Massachusetts Gov. Paul Cellucci joined University President William P. Leahy, SJ, in witnessing the signing of the agreement in Belfast on June 22.
"Boston College continues to build cultural and educational bridges across the Atlantic," said Cellucci. "Given their mutual interests and long-term ties, it seems only fitting that these major research libraries enter into a formal arrangement to share resources, enhance access to each other's collections and promote knowledge and understanding."
The agreement between the libraries will permit shared access to collections and enable students from Massachusetts and Ulster to tap the diverse resources of each library.
"This is the first such agreement between the Boston College Libraries and any library on the island," said Burns Librarian Robert O'Neill. "It is certainly one of the fruits of developing contacts over the years."

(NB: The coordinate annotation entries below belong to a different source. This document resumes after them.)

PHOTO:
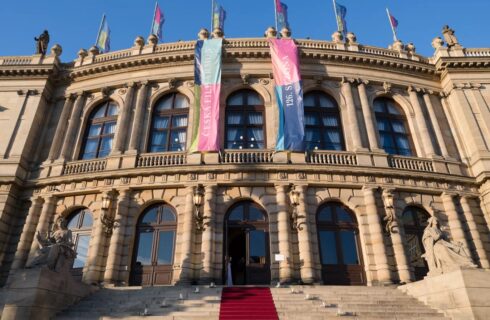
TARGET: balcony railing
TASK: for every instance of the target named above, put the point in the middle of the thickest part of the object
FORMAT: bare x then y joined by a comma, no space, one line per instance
332,158
247,156
85,166
406,163
161,159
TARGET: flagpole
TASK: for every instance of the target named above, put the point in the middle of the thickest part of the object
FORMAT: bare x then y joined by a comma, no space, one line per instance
391,24
100,29
336,17
153,20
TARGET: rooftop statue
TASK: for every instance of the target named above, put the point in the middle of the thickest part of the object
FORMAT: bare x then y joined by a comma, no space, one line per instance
42,43
449,37
56,249
441,255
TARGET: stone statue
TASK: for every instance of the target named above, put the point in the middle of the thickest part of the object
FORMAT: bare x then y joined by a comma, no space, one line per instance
441,255
449,37
42,43
56,249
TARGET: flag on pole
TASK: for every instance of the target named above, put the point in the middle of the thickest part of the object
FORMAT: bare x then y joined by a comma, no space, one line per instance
341,13
281,15
219,16
289,94
207,88
157,23
103,41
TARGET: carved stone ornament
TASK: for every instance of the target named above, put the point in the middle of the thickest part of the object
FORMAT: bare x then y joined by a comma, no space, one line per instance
443,256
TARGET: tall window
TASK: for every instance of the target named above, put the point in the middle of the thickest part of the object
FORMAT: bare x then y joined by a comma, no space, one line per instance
100,131
80,223
392,127
244,121
323,129
414,222
169,124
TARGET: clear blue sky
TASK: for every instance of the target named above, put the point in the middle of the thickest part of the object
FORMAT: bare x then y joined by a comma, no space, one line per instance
74,24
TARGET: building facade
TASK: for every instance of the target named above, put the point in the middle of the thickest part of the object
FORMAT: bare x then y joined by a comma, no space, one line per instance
392,138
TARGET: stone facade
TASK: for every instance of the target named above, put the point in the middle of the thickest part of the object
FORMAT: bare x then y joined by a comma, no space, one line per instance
44,110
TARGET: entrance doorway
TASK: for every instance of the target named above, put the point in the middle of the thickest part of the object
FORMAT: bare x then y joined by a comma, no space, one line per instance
247,245
154,249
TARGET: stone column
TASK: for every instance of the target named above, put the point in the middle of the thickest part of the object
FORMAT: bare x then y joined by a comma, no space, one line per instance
475,234
73,125
421,124
125,116
208,233
351,115
283,228
187,273
376,234
113,264
435,124
457,232
368,116
60,128
397,238
304,239
47,213
139,115
28,234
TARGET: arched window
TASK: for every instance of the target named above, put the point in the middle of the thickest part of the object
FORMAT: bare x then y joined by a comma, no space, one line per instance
99,135
169,124
414,222
244,128
392,127
155,244
340,250
323,128
80,223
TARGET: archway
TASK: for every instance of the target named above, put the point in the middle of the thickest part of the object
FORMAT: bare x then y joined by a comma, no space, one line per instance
340,250
247,244
154,248
414,222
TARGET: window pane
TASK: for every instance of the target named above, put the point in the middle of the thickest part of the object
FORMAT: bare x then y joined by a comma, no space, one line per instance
94,130
328,247
349,248
166,247
82,250
167,215
150,216
112,109
87,219
143,256
181,102
257,246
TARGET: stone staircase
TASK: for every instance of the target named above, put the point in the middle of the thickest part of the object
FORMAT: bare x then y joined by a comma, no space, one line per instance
131,302
349,302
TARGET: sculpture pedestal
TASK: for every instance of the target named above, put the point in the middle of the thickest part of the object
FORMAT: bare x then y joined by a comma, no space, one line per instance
41,293
460,294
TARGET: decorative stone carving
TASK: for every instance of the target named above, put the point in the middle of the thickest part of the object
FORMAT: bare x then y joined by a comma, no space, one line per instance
42,43
437,43
337,37
55,249
450,37
443,256
203,34
270,32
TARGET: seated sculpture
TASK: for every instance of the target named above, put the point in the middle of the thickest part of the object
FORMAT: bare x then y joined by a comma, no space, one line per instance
442,255
56,249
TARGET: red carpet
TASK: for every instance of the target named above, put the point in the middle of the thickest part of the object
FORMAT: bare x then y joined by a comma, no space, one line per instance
247,304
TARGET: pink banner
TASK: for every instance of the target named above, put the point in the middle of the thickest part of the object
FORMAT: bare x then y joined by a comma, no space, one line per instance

The Linen Hall Library is a major independent subscribing research library known for its extensive holdings on Northern Irish politics. The library maintains large collections in all areas of Irish interest, including travel, heraldry, poetry, theater and genealogy. Founded in 1788 as the Belfast Reading Society, Linen Hall is the last surviving subscribing library in the country.
The Burns Library, with more than 150,000 volumes and 15 million manuscripts, houses the premier collection of Irish research materials in the United States. Its Irish Collection documents the history, life and culture of the Irish people, with emphasis on the period from 1798 to the present, and with particularly strong holdings in the areas of Irish history, religion and politics.
"It is particularly appropriate that the Linen Hall, Belfast's oldest library, with its early Ulster printing and Northern Ireland political collection - the definitive archive of the recent Troubles - should develop such a relationship with the Boston College Libraries," said Linen Hall Library Director John Gray.